濡れた髪が顔に貼りつくのを気にせずにただ、立っていた。




(行かなきゃ…って思って…)


何かを感じる。




「…やっぱり、気になるんだァ…」


背後から声がした。



「うわ!!??ア、アルフ…、お前なんでここに!?」
「こっちの台詞だよ。クロネこそ、どーして教会の前に突っ立っているのさ」
「俺は…」
「やっぱり入りたいんだ〜〜」
「…別に」
「嘘はいけませんよ」
アルフは、利き手の右腕に杖をもち、左手にはチャクラムを持っていた。さらには腰にナイフがある。


「お前…重装備だな」
「ふふ…教会に侵入するんだから当たり前♪いざとなったらこの杖で バキ っと…。あとチャクラムとナイフで ザシュ っと…ね」


義弟の黒い部分を見てしまったクロネは苦笑いするのみ。


「クロネも何か武器もってきなよ。何かあったら役に立つよ」
「武器…って言われてもな」
「まさか…持ってないとか?」
「う…」
「駄〜目じゃん!!今時身を守るもの持っていないと!!最近危ないんだよ?ガライドとの戦争が始まりそうだから――」
「戦争?そんなにやばいのか?」
「はぁ!?知らないの!?世間知らず!!いつも家に閉じこもってニートのようなことしてるからだよ!」
「ニートじゃねーよ!!知らないもんは知らん!!それに俺はお前と違ってバイトしてるし!」
「意地張ってもなぁ…。
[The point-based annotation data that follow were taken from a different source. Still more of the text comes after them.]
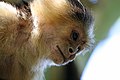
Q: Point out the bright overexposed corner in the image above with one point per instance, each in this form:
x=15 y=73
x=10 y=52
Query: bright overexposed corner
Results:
x=104 y=63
いい?この国スファルとガライドとの関係はよくないんだ。ここずっと停戦状態だった。でも、最近ガライドに動きがあったんだ。兵器を作っているらしいよ…」
「兵器…。俺があっちにいたときにはそんなのなかったな」
「大量殺人兵器…通称『イレイザー』。その兵器は辺りを一瞬にして灰にする」
「…灰」
「そうだよ。そんなものをあいつらは作ってんだ。だから、スファルは警戒してるんだ。あいつら魔族は兵器が完成したら攻撃してくる」
「…だいたいわかったよ。それで――」






きらり



雨の中で光る無数の線が見えた。その線はアルフの周りに張り巡られてる。


「アルフ!!危ない!!」
「え…!」
「くそっ!!気づけよ、鈍感!!」



クロネはアルフの手を引っ張った。


つい一瞬前までアルフが立っていた位置に線が凝縮され、地面が抉られた。


「あ、危ねぇ…!!お前、あともう少し遅かったらミンチだぞ」
「…ごめん…ありがと」
「とりあえず、前の敵に集中しろ。出て来い、そこにいるのはわかってんだ」



「っち…。ヒューマンって言うのは、馬鹿ばかりじゃなかったってことかい」



降り注ぐ雨の中から襲撃者は姿を現した。



毛先にむかって淡い桃色のグラデーションがかかった長い髪は後ろの高いところで縛っていて、鋭い瞳は紫水晶。
変わった形の服は、『キモノ』と言うものだろうか。丈が短い。
襲撃者は女だった。
その女は右手を翻した。線が――糸が彼女の周りに現れる。



「アタシ、任務の途中だから。アンタたち、邪魔。取りあえず…死んでくれる?」




糸がクロネとアルフに襲い掛かる。

「アルフ!!ナイフ貸せ!!」
「え!?どーするんだよ!!」 「ぶった切る!!こんな糸!」


アルフはクロネにナイフを渡した。クロネはナイフを構えると迫り来る糸に向かって走った。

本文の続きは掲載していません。